II DOMINGO DE ADVIENTO Ciclo B

Mc 1,1-8 

Comienzo de la Buena Noticia de Jesús, Mesías, Hijo de Dios.

Como está escrito en el libro del profeta Isaías: Mira, yo envío a mi mensajero delante de ti para prepararte el camino. Una voz grita en el desierto: Preparen el camino del Señor, allanen sus senderos, así se presentó Juan el Bautista en el desierto, proclamando un bautismo de conversión para el perdón de los pecados. Toda la gente de Judea y todos los habitantes de Jerusalén acudían a él, y se hacían bautizar en las aguas del Jordán, confesando sus pecados.

Juan estaba vestido con una piel de camello y un cinturón de cuero, y se alimentaba con langostas y miel silvestre. Y predicaba, diciendo: «Detrás de mí vendrá el que es más poderoso que yo, y yo ni siquiera soy digno de ponerme a sus pies para desatar la correa de sus sandalias. Yo los he bautizado a ustedes con agua, pero él los bautizará con el Espíritu Santo.» 

¿No estamos muchas veces saturados de malas noticias? El evangelio según san Marcos que proclamamos este domingo, ya en el primer versículo, nos dice: Comienzo de la Buena Noticia de Jesús, Mesías, Hijo de Dios. Jesucristo mismo es la buena noticia; todo el evangelio va a ser la revelación de esta buena nueva. Una buena noticia que no esconde las malas noticias, que no niega la realidad, sino que nos permite asumirlas de otra manera. Una buena noticia que ubica todo el acontecer humano en perspectiva salvífica y, por eso, en dimensión de esperanza. Adviento nos invita a mirar lo cotidiano con ojos de fe. 

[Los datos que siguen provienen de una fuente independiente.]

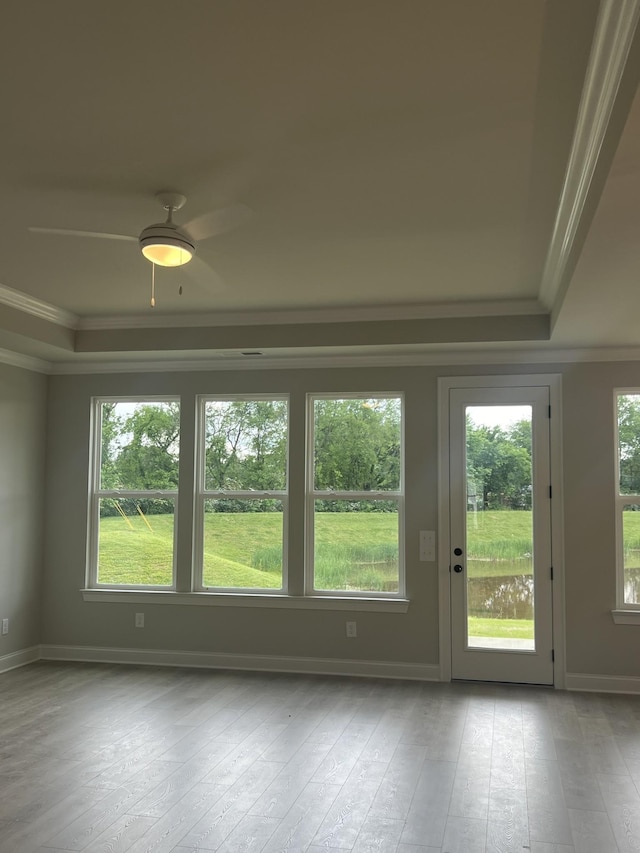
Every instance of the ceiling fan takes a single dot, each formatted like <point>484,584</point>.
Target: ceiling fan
<point>166,243</point>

Muchos grupos judíos aguardaban un Mesías juez y estaban angustiado porque esperaban que trajera la condenación. Juan Bautista, en cambio, proclama un bautismo de conversión para el perdón de los pecados. El Mesías trae la conversión y el perdón. Esta es una buena noticia: queda tiempo para la conversión antes de la llegada del Juez. 

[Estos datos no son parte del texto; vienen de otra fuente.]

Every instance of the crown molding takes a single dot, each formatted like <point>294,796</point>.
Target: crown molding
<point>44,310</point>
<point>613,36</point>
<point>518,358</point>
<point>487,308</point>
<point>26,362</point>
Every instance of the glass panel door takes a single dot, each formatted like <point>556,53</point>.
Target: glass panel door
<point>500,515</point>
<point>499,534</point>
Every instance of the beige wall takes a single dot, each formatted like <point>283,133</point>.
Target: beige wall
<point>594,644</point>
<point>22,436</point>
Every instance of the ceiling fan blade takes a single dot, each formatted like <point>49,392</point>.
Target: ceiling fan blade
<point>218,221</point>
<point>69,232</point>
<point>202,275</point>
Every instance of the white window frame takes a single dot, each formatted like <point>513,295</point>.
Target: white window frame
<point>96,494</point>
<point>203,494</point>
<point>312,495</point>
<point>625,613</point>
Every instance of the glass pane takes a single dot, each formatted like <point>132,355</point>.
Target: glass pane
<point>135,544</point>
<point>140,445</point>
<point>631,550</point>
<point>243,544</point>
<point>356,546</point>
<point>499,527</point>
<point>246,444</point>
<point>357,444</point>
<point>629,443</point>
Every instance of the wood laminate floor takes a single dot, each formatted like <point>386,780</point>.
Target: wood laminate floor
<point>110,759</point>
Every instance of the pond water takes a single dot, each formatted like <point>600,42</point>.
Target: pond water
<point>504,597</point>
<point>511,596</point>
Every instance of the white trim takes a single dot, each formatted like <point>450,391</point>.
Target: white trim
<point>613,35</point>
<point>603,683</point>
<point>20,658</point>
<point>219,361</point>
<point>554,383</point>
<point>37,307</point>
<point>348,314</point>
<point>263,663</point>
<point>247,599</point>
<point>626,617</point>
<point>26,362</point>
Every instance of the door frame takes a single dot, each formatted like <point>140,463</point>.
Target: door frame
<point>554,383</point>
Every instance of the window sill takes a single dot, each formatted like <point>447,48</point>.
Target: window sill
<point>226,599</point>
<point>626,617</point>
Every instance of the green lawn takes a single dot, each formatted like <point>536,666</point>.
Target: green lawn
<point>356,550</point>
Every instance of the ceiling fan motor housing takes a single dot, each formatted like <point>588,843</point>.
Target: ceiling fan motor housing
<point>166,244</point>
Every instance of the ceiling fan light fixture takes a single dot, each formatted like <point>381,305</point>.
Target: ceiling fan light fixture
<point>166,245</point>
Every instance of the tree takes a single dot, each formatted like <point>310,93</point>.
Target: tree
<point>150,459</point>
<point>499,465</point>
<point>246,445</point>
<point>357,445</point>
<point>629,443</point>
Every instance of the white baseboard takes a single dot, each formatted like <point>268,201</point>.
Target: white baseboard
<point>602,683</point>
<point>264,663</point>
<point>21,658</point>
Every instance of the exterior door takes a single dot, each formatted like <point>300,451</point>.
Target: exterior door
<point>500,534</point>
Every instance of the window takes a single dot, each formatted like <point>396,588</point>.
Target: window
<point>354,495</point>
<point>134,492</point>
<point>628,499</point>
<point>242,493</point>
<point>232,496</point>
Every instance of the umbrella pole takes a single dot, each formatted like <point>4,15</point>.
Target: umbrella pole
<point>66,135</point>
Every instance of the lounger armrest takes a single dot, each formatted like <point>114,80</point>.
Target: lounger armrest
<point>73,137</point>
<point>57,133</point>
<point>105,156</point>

Todos los habitantes de Jerusalén acudían a él, y se hacían bautizar en las aguas del Jordán, confesando sus pecados. Bautizar significa sumergir. Nuestros pecados son arrojados al agua que purifica. El bautismo de Juan es un bautismo sólo con agua, un signo exterior. Jesús viene a bautizar con el Espíritu Santo que penetra nuestro interior y nos transforma desde dentro. Bautismo de perdón y conversión. 

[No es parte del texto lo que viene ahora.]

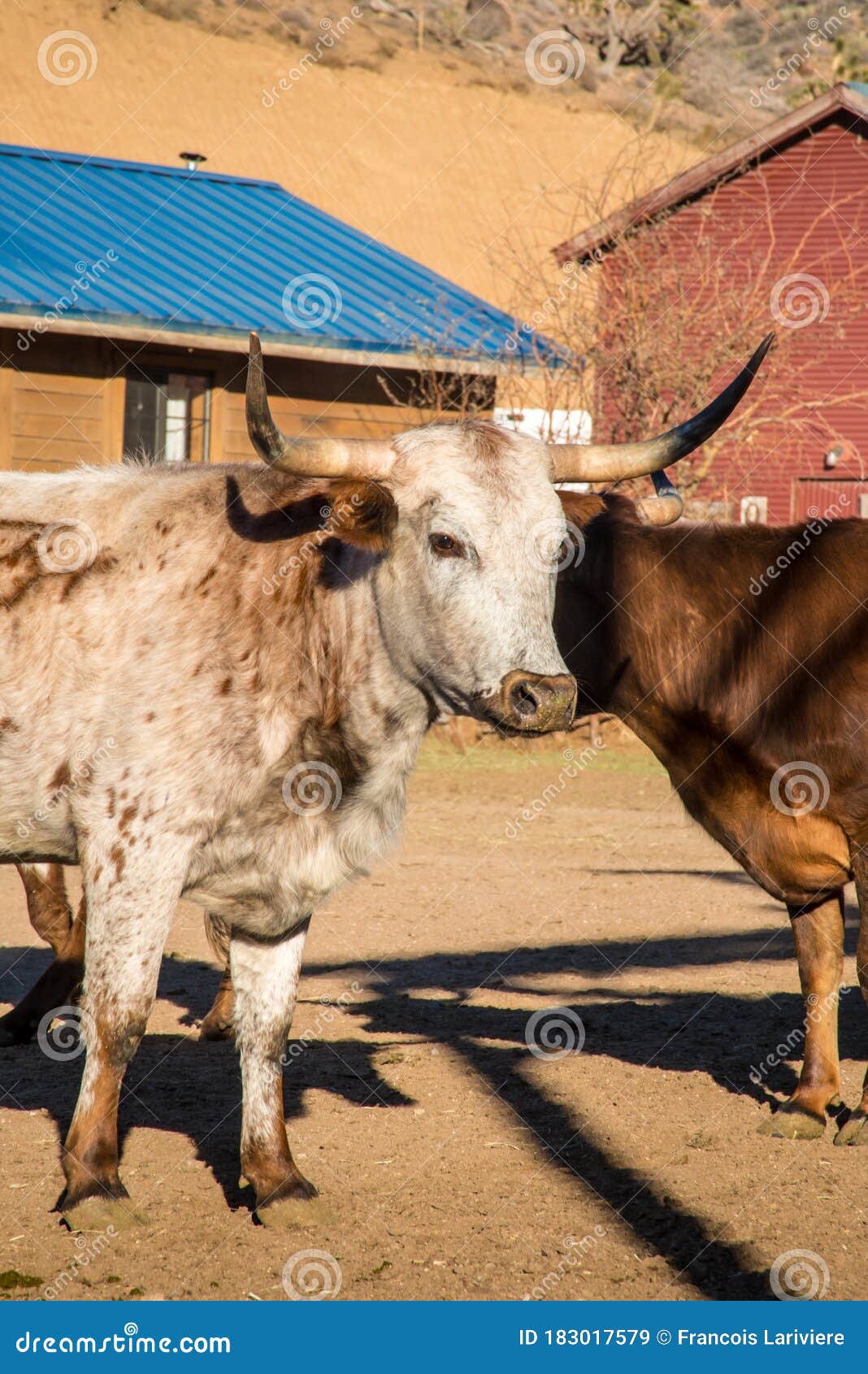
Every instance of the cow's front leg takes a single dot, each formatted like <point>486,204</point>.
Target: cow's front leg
<point>854,1131</point>
<point>220,1021</point>
<point>265,976</point>
<point>819,948</point>
<point>129,913</point>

La liturgia no es sólo un recuerdo del pasado, es acción de Dios en el presente. Este Adviento es el tiempo propicio para abrirnos a la salvación y al perdón que Jesús nos trae. Digámosle al Señor, en este tiempo de Adviento: ven, Señor Jesús, ven a mi vida y habítame en plenitud. 

Nos preguntamos:

¿Me dispongo a vivir este Adviento en diálogo con el Señor, pidiéndole que se haga presente con más fuerza en lo cotidiano de mi vida? ¿Lo dejo entrar en todas las dimensiones de mi existencia: en mis vínculos, en mi sexualidad, en mi relación con el dinero y los bienes materiales, en mi mundo laboral, familiar, en mi ser vecino y ciudadano?